The ban on horse meat, however, unfortunately coincided with the beginning of the recession and contributed to a spike in abandonment, neglect, and abuse when owners could no longer afford to care for their horses, a 60 percent increase in Colorado's case — from 975 in 2007 to almost 1,600 in 2009. Some proponents of horse slaughtering such as Wyoming state lawmaker Sue Wallis see an opportunity in the lifting of the ban not only to reduce instances of neglect, but to bring back American jobs from Canada and Mexico, whose slaughterhouses siphoned much of the domestic business lost when the last American horse slaughterhouse closed in 2007. She claims that the ban devastated a sector of the agricultural economy "for purely sentimental and romantic notions," notions like horses are pretty and far more charismatic than cows or pigs.
States like Illinois and California have instituted their own bans on horse meat, but proponents of the congressional measure say that others such as Wyoming and North Dakota could open slaughterhouses in 30-90 days and in no time at all we could be offing almost a quarter of a million horses a year. These numbers have Dave Duquette, president of a nonprofit, pro-slaughter group that probably needs a new PR firm call United Horsemen (Sue Wallis is also the group's vice president), chomping at the bit to see Americans take the horse slaughtering reins (last one, I swear) from Canada and Mexico, whose horse meat plants siphoned much of the domestic business lost after 2007. Duquette claims to have "5-10 investors" lining up to open a new plant, some who will put up as much as $100,000, and if there's one thing Americans do really well, it's the systematic slaughter of herbivores.
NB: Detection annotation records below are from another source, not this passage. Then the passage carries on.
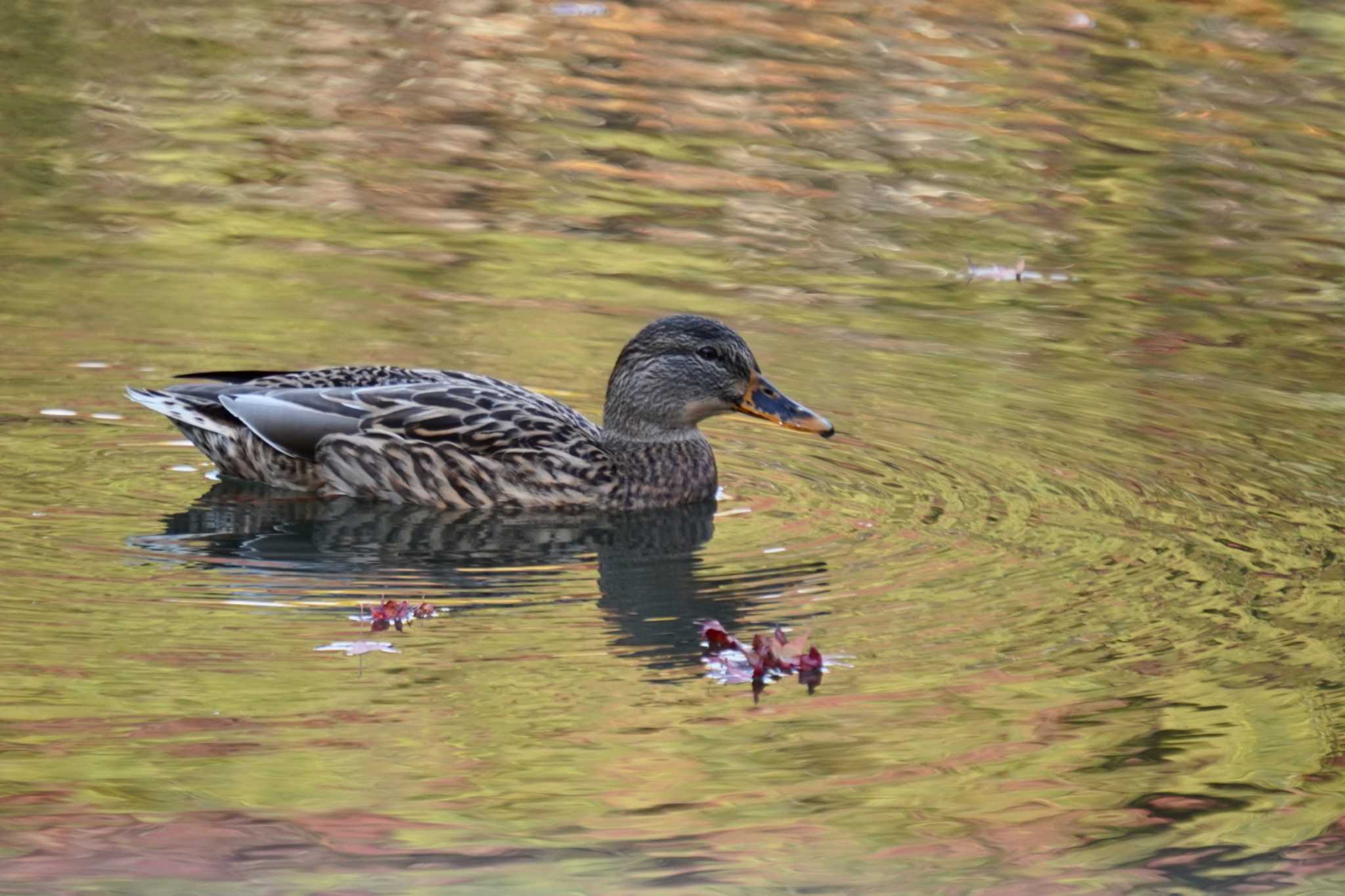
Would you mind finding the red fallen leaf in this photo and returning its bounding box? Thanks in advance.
[799,647,822,693]
[742,634,792,678]
[695,619,741,650]
[774,626,811,673]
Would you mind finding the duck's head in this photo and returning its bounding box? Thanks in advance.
[603,314,835,440]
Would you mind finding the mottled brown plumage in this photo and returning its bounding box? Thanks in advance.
[128,314,833,509]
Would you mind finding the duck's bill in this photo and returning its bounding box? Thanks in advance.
[733,372,835,439]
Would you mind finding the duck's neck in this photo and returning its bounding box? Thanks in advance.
[603,427,718,509]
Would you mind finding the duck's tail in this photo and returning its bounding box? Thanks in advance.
[127,385,246,437]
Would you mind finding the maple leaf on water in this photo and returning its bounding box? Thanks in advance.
[351,598,439,631]
[695,619,826,701]
[695,619,742,650]
[799,647,822,693]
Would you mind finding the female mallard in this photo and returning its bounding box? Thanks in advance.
[127,314,835,509]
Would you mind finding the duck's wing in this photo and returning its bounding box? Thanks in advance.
[221,373,616,507]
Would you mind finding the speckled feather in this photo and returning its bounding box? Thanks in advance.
[128,316,811,509]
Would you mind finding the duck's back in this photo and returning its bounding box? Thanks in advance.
[128,367,616,508]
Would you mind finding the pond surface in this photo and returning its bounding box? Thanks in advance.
[0,0,1345,893]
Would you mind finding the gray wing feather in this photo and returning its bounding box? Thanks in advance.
[219,389,363,459]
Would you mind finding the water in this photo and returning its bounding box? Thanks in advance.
[0,0,1345,893]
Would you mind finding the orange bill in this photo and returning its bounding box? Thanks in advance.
[733,371,835,439]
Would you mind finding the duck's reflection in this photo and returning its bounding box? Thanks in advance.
[132,480,826,665]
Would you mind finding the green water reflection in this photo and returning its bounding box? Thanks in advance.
[0,0,1345,893]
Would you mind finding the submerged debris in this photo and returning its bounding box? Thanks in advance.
[313,641,401,677]
[967,255,1073,284]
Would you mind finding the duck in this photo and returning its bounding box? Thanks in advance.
[127,314,835,511]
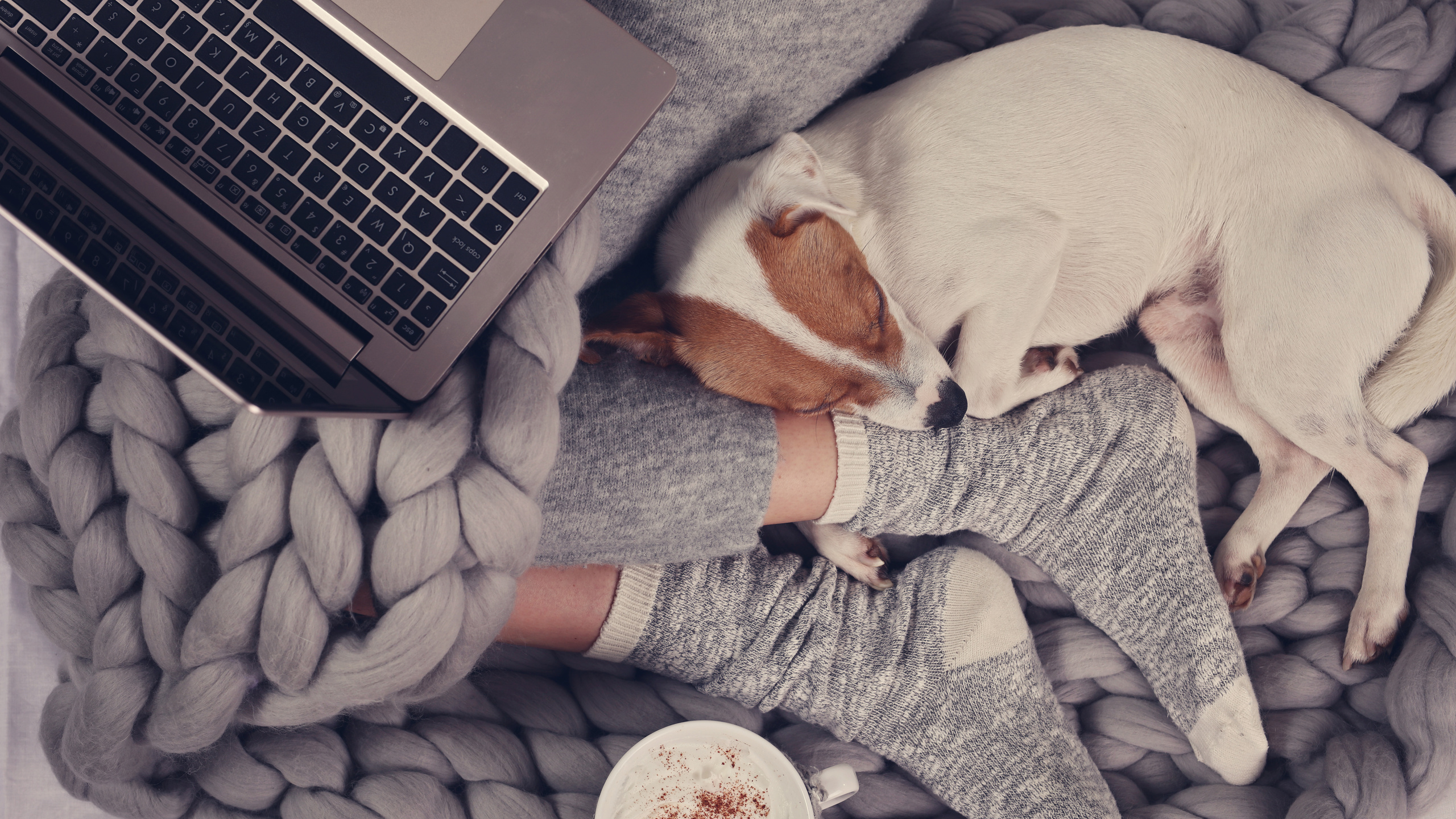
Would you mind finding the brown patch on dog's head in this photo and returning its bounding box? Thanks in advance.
[581,293,885,415]
[746,207,904,367]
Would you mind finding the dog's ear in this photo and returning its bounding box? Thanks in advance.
[578,293,683,361]
[746,134,855,236]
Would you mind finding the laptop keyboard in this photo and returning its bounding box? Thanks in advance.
[0,0,540,345]
[0,128,326,405]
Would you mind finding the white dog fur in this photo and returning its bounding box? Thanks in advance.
[588,26,1456,666]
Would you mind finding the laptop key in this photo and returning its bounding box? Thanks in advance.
[409,293,445,326]
[405,197,445,236]
[374,173,415,213]
[283,102,323,142]
[20,192,61,236]
[403,102,445,146]
[288,236,322,264]
[75,204,106,233]
[202,128,243,168]
[101,228,131,257]
[188,156,221,184]
[491,173,540,216]
[197,34,237,75]
[137,0,177,28]
[163,137,197,165]
[16,0,70,31]
[288,65,332,105]
[109,265,147,305]
[329,182,369,221]
[380,134,421,173]
[268,135,309,175]
[263,216,297,245]
[177,287,204,316]
[299,159,341,200]
[117,60,157,98]
[344,150,384,188]
[313,125,354,165]
[262,42,303,81]
[242,114,283,150]
[313,257,348,284]
[239,197,268,225]
[208,90,253,128]
[440,181,485,221]
[41,39,71,65]
[262,173,303,211]
[173,105,213,144]
[137,287,172,326]
[65,57,96,85]
[86,36,127,77]
[182,67,220,104]
[151,42,192,83]
[253,80,297,119]
[223,358,263,398]
[141,83,185,122]
[320,221,364,261]
[167,11,207,51]
[344,275,374,305]
[395,313,425,345]
[54,188,81,216]
[202,0,243,35]
[416,254,468,300]
[93,0,137,36]
[233,20,272,60]
[140,117,172,144]
[121,20,162,60]
[151,267,179,296]
[117,96,146,125]
[92,78,121,105]
[369,299,399,325]
[51,216,89,258]
[320,88,359,126]
[379,270,425,311]
[291,197,333,239]
[359,205,399,245]
[409,156,450,197]
[429,125,481,171]
[223,60,266,96]
[55,15,96,51]
[197,332,233,373]
[213,176,245,204]
[349,245,393,284]
[431,220,491,272]
[127,246,156,275]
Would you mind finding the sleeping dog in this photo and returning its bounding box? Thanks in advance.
[587,26,1456,668]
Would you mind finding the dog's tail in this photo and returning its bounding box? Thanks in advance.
[1364,169,1456,430]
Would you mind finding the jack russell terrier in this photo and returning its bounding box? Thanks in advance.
[585,26,1456,668]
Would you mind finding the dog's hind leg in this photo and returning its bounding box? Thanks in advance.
[1139,293,1329,609]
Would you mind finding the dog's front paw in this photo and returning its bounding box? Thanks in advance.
[1342,593,1411,671]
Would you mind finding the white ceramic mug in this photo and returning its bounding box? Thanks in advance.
[595,720,859,819]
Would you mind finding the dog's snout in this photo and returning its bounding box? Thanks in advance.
[925,379,965,430]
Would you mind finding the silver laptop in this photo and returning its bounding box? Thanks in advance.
[0,0,676,417]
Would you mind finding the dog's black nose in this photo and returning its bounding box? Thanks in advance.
[925,379,965,430]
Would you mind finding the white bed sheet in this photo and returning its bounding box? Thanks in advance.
[0,220,106,819]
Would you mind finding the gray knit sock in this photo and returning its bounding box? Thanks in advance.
[824,367,1268,784]
[587,547,1117,819]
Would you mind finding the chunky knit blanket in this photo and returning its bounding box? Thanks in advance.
[9,0,1456,819]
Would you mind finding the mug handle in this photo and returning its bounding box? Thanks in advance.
[809,762,859,808]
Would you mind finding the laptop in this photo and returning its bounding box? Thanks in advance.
[0,0,676,418]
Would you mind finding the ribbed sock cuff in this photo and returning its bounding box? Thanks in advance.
[582,565,663,663]
[814,412,869,523]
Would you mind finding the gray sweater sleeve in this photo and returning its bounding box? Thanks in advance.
[536,346,777,565]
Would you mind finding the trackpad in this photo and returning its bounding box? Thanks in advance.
[333,0,504,80]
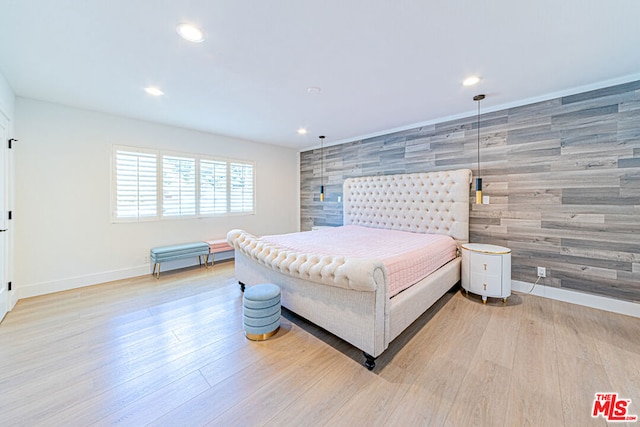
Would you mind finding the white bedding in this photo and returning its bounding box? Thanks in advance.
[261,225,457,297]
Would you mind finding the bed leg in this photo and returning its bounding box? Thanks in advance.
[362,351,376,371]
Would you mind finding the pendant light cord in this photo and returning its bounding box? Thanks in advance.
[477,99,480,176]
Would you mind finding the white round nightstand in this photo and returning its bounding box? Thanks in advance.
[461,243,511,304]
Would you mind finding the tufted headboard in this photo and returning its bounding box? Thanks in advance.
[343,169,471,243]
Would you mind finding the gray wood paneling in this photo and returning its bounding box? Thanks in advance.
[300,81,640,302]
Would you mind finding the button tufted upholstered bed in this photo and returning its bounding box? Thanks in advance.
[227,169,471,369]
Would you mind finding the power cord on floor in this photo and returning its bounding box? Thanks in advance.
[525,276,542,295]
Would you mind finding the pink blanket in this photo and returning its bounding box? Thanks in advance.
[262,225,456,297]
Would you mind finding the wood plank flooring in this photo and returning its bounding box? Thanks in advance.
[0,261,640,427]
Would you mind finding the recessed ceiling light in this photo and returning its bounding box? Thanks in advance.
[462,76,480,86]
[144,87,164,96]
[176,24,204,43]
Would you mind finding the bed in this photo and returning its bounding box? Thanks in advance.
[227,169,471,370]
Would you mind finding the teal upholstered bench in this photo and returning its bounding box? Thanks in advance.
[149,242,209,278]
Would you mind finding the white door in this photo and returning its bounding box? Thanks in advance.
[0,111,11,321]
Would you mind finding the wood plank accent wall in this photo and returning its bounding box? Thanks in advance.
[300,81,640,302]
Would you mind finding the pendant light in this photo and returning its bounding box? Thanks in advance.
[318,135,324,202]
[473,95,484,205]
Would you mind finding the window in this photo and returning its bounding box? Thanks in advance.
[200,160,228,215]
[162,156,196,216]
[112,146,255,222]
[114,150,158,219]
[229,163,253,212]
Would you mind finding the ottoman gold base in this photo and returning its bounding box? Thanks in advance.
[244,326,280,341]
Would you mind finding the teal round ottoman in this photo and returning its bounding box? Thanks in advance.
[242,283,280,341]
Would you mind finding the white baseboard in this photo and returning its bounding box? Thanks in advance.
[511,280,640,317]
[18,265,150,299]
[17,251,238,299]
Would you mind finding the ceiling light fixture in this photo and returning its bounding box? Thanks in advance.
[144,87,164,96]
[462,76,480,86]
[473,94,485,205]
[176,24,204,43]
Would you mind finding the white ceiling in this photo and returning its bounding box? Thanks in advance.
[0,0,640,149]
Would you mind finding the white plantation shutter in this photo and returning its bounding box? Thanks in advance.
[111,145,255,222]
[229,162,254,213]
[114,149,158,219]
[200,159,227,215]
[162,156,196,216]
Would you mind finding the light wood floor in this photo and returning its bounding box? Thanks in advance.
[0,262,640,427]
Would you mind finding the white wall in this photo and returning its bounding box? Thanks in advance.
[0,73,16,120]
[0,73,18,310]
[14,97,299,298]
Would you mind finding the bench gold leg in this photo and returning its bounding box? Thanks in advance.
[151,262,160,279]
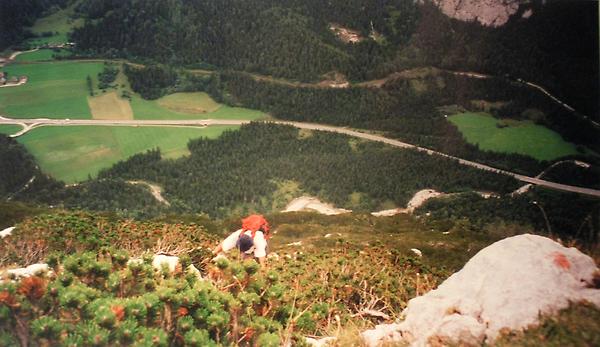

However far this money will spread within the communities eyeing new plants depends on your cynicism. As an ethical issue, though, pro-horse slaughtering activists (yes, that's really how they're identified) make the case that there's some utility to be squeezed out of all those neglected animals that pony-crazed Americans are too hard-pressed to care for. The numbers seem to suggest a correlation between the ban on horse slaughtering and the rise in horse neglect, but these are in fact two separate issues — just because there's a ban on horse meat doesn't mean that hard-pressed horse owners have no alternatives to sending their animal off to the slaughterhouse. Animal rights groups insist that slaughtering animals is an inhumane practice and suggest that owners that are no longer able to care for their horses have them euthanized by a vet.
Though horse consumption has never been very popular in the U.S. (probably owing to the horse's iconic cultural stature coupled with the extremely influential My Little Ponies lobbying group), horse meat is considered a delicacy in Europe and Asia where it can cost up to $20 per pound and slaughtering horses is no worse than slaughtering any other kind of peaceable Old Macdonald creature. As a source of food, horse meat isn't particularly objectionable unless you already object to eating meat, but as lawmakers rally on either side of horse slaughtering debate, framing it either as an economic or an ethical issue, we might keep in mind the story about the nightmarish Sparboe Farms and consider that, instead of opening new slaughterhouses, we should be (greatly) improving those already in operation before McDonald's introduces the "McChampion Double Burger," made from the meat of past Kentucky Derby winners.